The Social Media Boom sometimes seems to be the only thing marketers want to talk about these days. What will be the next big platform? How will we use it to reach our target audience?

Yet those questions can be very difficult to answer. As more social platforms are invented and audiences are fractured across the increasing number of channels, it can feel impossible to reach everyone you hope to influence. But social media’s rise is unlikely to affect one behavior almost all internet users have in common: their continued use of email. In fact, 61% of white-collar smartphone users surveyed say they prefer to hear from brands by email,1 and according to a 2017 DMA report, email marketing is the top profit generator, with the lowest cost-per-acquisition, of all media types evaluated.

Email shouldn’t be your sole marketing tool. It works best when it’s an integral part of a broader marketing strategy that considers how social initiatives, content marketing, and other parts of a plan can reinforce one another. Still, whatever your target audience, it’s highly likely you can reach it with email.

What makes email so smart?

This highly measurable tool is a solid foundation for any marketing plan because it supports, rather than detracts from, other marketing channels. According to Melissa Eggleston, content marketing strategist and author of The Zombie Business Cure, getting potential customers on your email list is the holy grail of marketing because email marketing is extremely effective. Part of the reason is that being contacted via email is more welcome to most internet users than social media interactions. Content delivered by email earns an average click-through rate of 3.7%, compared to an average of 0.07% for Facebook and Twitter’s 0.03%. Sending an email with information about promotions and deals your customers may otherwise have missed can drive repeat business. If you also provide options for social sharing from your email, you’ll increase the chance of reaching new audiences as well.

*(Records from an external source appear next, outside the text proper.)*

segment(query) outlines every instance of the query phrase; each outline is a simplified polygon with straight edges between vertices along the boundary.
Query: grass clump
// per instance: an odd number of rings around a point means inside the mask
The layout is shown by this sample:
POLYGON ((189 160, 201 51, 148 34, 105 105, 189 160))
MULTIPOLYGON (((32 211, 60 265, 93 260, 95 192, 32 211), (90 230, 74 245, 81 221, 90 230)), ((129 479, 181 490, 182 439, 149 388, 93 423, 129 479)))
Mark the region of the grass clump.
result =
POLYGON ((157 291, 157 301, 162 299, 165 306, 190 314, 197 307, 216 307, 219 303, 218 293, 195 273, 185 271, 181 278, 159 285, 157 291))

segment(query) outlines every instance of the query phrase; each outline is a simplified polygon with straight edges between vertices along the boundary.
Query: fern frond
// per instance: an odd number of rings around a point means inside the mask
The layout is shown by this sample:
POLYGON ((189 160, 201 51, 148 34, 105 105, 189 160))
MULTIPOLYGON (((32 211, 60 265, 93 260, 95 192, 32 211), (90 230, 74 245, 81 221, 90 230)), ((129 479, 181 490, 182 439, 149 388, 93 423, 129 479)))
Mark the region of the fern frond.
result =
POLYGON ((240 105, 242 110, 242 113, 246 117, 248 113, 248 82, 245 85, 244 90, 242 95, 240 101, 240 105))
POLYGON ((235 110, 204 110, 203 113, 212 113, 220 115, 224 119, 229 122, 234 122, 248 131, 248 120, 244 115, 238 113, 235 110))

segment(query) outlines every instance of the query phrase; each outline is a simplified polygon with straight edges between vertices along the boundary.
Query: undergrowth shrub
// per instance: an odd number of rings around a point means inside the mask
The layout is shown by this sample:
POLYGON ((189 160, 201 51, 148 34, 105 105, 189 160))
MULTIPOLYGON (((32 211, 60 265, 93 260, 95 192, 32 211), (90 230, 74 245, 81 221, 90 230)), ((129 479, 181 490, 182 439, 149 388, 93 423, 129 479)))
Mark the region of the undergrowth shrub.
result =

How can you ensure your email marketing delivers? These three tips could help you improve your email-marketing strategy.


1. Optimize For Mobile

Pew Research reports that 77% of Americans own a smartphone,4 and nine out of 10 use their email at least once a day. That adds up to a prime opportunity to make an instant connection with your customers. Not only are people just as or more likely to check email on their phone than on their desktop computer, but they also open a large majority of messages on a mobile device. That makes it imperative to make sure your emails are “responsive”—that is, that they can be easily viewed on whatever device a customer uses. Nearly three out of four emails that are hard to read on a mobile device will be deleted, while click rates may be up to 30% higher for emails that are responsive. Keep the odds in your favor, and make your email content mobile-friendly.

2. Personalize

Having your customers’ email addresses gives you a ready-made relationship with them; it lets you reach your target audience and gives you the opportunity to strengthen that relationship. Personalizing your email can do that, showing your customers that they’re important and that you care about them. Using a mail provider (MailChimp, Campaign Monitor, etc.) to send out your email gives you a simple way to add the recipient’s name to the subject line. These providers allow you to customize your subject line in seconds once you’ve uploaded your email list. And email with a personalized subject line is as much as 41% more likely to be opened.

3. Target

You can further personalize your email by targeting messages to customers based on their past behavior or on what research suggests their particular interests are. You could look at information from Pew Research or another such company, or you might even bring together several of your customers for a focus group. Insights you gain can help you move beyond what you assume your audience may want to what they might actually appreciate. While sending irrelevant messages can result in customers immediately deleting your email, or unsubscribing altogether, if you can pinpoint an interest or intent and speak to that, you just might form a connection. Create multiple versions of email messages that appeal to various audience segments in your database.

All of these approaches can be part of a larger strategy that considers how email fits with other approaches for targeting your desired audience and that looks at the optimal frequency for email messaging. You can also follow the journeys of customers who visit your site because of email messages they received. If they don’t complete a purchase, send a follow-up email reminding them that an item is still waiting in the cart. If visitors leave your site after viewing a page or two, follow up with them to find out what your site is missing, and then fix it. Using this information to customize future email can solidify connections between you and your customers, which in turn can result in increased sales.

If you’re looking for a channel that really delivers content and connection to your target audience, focusing on your email marketing makes good business sense.